The Retromer Complex and AD
It has been reported that retromer components VPS35 and VPS26 are down-regulated in the hippocampus of AD patients (Small et al., 2005), implicating a link between the retromer complex and AD pathogenesis. In a Tg2576 AD mouse model (overexpressing the human KM670/671NL Swedish APP variant), expression of VPS35, VPS26 and retromer cargo proteins CIM6PR and Sortilin related receptor with A-type repeats (SORLA) is also reduced (Chu and Pratico, 2017). Overexpression of VPS35 is observed to attenuate Aβ production in HeLa cells (Small et al., 2005). In contrast, VPS35 depletion using siRNA-targeting strategies elevates Aβ generation (Small et al., 2005; Bhalla et al., 2012); this likely is a result of prolonged APP retention in early endosomes to promote cleavage by BACE1 (Bhalla et al., 2012). Vps26 deficient mice features elevated Aβ production in the hippocampus, together with impaired hippocampal-dependent memory and synaptic function (Muhammad et al., 2008; Wen et al., 2011). Interestingly, VPS26 deficiency is associated with reductions in VPS35 levels (Muhammad et al., 2008). A de novo mutation of VPS35 (VPS35 L625P) was recently identified in an individual with sporadic early-onset AD (Rovelet-Lecrux et al., 2015). This missense variant shows impaired binding to VPS26 and VPS29 (Rovelet-Lecrux et al., 2015), thereby influencing neuronal APP trafficking and Aβ generation.
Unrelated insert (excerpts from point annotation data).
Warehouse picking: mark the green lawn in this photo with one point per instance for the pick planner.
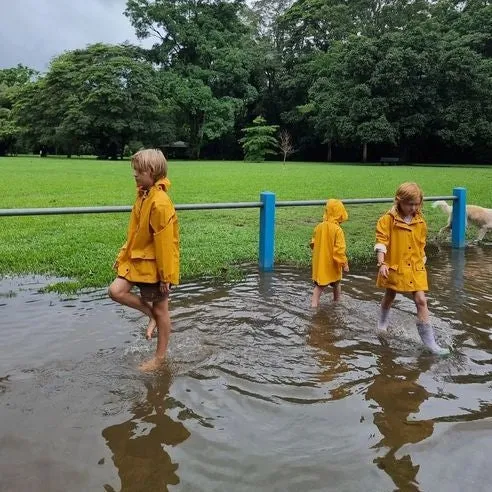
(82, 247)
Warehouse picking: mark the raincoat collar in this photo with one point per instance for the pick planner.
(162, 183)
(335, 212)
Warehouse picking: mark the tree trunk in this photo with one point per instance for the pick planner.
(196, 135)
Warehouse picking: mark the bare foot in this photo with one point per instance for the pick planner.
(150, 329)
(152, 364)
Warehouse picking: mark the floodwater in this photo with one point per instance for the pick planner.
(260, 392)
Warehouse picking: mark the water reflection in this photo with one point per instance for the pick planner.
(290, 399)
(398, 394)
(138, 444)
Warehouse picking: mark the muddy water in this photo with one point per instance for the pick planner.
(260, 393)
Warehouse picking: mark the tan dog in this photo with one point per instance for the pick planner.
(481, 217)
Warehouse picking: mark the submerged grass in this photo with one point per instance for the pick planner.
(213, 243)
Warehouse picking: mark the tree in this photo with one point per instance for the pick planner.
(12, 82)
(259, 140)
(103, 95)
(285, 144)
(208, 49)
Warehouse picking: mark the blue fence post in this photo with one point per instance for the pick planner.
(458, 221)
(267, 231)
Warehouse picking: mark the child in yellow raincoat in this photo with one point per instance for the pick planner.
(149, 259)
(400, 241)
(329, 257)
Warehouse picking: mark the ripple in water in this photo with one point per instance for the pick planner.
(259, 392)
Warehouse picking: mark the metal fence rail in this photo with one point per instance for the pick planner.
(267, 206)
(17, 212)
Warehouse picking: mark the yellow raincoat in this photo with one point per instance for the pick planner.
(403, 245)
(151, 252)
(328, 245)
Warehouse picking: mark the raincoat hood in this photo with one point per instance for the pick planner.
(335, 212)
(397, 215)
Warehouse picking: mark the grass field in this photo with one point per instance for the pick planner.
(213, 243)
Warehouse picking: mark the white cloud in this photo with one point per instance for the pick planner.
(32, 32)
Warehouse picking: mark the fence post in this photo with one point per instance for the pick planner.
(267, 231)
(458, 221)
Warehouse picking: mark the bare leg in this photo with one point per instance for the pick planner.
(163, 322)
(337, 291)
(151, 326)
(119, 291)
(481, 233)
(317, 291)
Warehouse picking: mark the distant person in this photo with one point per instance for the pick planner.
(329, 257)
(149, 259)
(400, 247)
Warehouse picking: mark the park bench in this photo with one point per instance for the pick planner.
(390, 160)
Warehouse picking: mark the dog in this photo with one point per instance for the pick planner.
(480, 216)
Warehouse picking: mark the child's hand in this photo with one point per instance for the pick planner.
(164, 287)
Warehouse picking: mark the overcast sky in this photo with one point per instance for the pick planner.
(32, 32)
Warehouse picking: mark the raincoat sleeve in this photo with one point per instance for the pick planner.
(383, 230)
(423, 240)
(121, 252)
(164, 226)
(339, 249)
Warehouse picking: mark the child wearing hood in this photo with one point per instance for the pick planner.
(149, 259)
(329, 256)
(400, 247)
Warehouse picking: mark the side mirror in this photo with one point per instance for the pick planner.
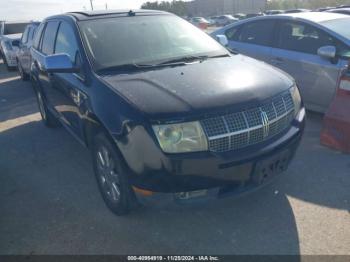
(222, 39)
(59, 63)
(15, 43)
(327, 52)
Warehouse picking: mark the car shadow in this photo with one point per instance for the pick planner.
(50, 203)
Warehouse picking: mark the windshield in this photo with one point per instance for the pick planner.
(113, 42)
(340, 26)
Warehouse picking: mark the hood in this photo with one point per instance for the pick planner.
(214, 84)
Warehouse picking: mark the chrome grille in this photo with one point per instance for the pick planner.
(242, 129)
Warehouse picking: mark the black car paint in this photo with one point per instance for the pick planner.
(125, 106)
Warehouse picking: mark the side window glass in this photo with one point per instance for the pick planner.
(231, 33)
(258, 33)
(37, 36)
(66, 42)
(24, 39)
(49, 38)
(303, 38)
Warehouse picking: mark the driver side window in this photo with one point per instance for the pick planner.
(66, 42)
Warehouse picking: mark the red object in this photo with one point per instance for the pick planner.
(336, 124)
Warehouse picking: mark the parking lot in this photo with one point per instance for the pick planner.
(50, 203)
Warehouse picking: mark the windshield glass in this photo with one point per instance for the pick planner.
(340, 26)
(113, 42)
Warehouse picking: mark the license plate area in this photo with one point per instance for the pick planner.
(269, 168)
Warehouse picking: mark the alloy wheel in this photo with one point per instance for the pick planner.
(108, 174)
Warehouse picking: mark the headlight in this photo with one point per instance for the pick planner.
(296, 99)
(181, 138)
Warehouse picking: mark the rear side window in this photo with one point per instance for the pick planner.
(66, 42)
(257, 33)
(25, 36)
(49, 38)
(37, 36)
(301, 37)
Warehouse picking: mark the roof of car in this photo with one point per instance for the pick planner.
(339, 9)
(316, 17)
(84, 15)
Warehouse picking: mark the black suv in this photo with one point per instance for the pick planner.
(164, 108)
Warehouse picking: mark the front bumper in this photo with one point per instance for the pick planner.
(237, 171)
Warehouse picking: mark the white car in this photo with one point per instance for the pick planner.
(9, 47)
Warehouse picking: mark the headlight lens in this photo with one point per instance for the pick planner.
(181, 138)
(296, 99)
(8, 45)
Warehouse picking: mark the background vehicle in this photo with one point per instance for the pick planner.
(313, 47)
(273, 12)
(200, 22)
(225, 20)
(23, 54)
(240, 16)
(9, 46)
(149, 101)
(344, 11)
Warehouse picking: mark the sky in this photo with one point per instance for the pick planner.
(39, 9)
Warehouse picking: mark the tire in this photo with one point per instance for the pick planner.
(112, 176)
(48, 118)
(24, 76)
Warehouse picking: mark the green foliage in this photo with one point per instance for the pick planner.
(176, 7)
(309, 4)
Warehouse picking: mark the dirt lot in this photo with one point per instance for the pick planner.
(50, 204)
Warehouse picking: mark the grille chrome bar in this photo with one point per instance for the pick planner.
(249, 129)
(245, 128)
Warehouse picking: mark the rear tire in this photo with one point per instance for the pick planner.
(48, 118)
(112, 176)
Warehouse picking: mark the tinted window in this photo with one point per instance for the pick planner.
(25, 36)
(49, 38)
(258, 33)
(305, 38)
(66, 41)
(38, 35)
(14, 28)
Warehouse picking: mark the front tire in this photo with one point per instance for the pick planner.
(111, 175)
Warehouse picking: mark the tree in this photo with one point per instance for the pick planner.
(310, 4)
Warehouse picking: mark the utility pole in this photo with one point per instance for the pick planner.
(92, 6)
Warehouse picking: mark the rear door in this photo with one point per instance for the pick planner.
(253, 39)
(296, 53)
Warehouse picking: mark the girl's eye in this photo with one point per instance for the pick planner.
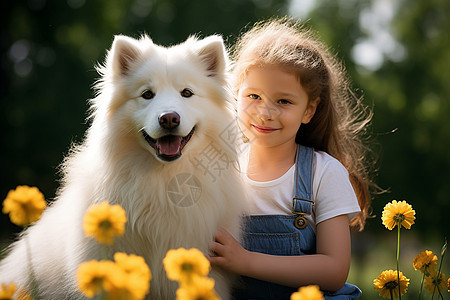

SORLA, a member of the VPS10 domain receptor family (Andersen et al., 2016), is a well-defined retromer cargo protein. Other members within this family are sortilin, SORCS1, SORCS2, and SORCS3. Genetic studies in humans have identified several late-onset AD-associated mutations in SORL1, the gene encoding SORLA (Vardarajan et al., 2015; Nicolas et al., 2016; Verheijen et al., 2016). SORLA expression is reduced in the cortex and hippocampus of AD patients, and shows a strong correlation with cognitive impairment (Scherzer et al., 2004; Sager et al., 2007). Functional studies implicate SORLA as an important modulator for Aβ generation: SORLA overexpression reduces Aβ generation (Andersen et al., 2005; Offe et al., 2006; Rogaeva et al., 2007), while SORLA deletion conversely increases Aβ production (Andersen et al., 2005; Dodson et al., 2008). Mechanistically, SORLA binds to APP and enhances APP delivery to the cell surface from endosomal and Golgi compartments (Andersen et al., 2005), thus trafficking APP away from amyloidogenic processing at the endosome (Fjorback et al., 2012).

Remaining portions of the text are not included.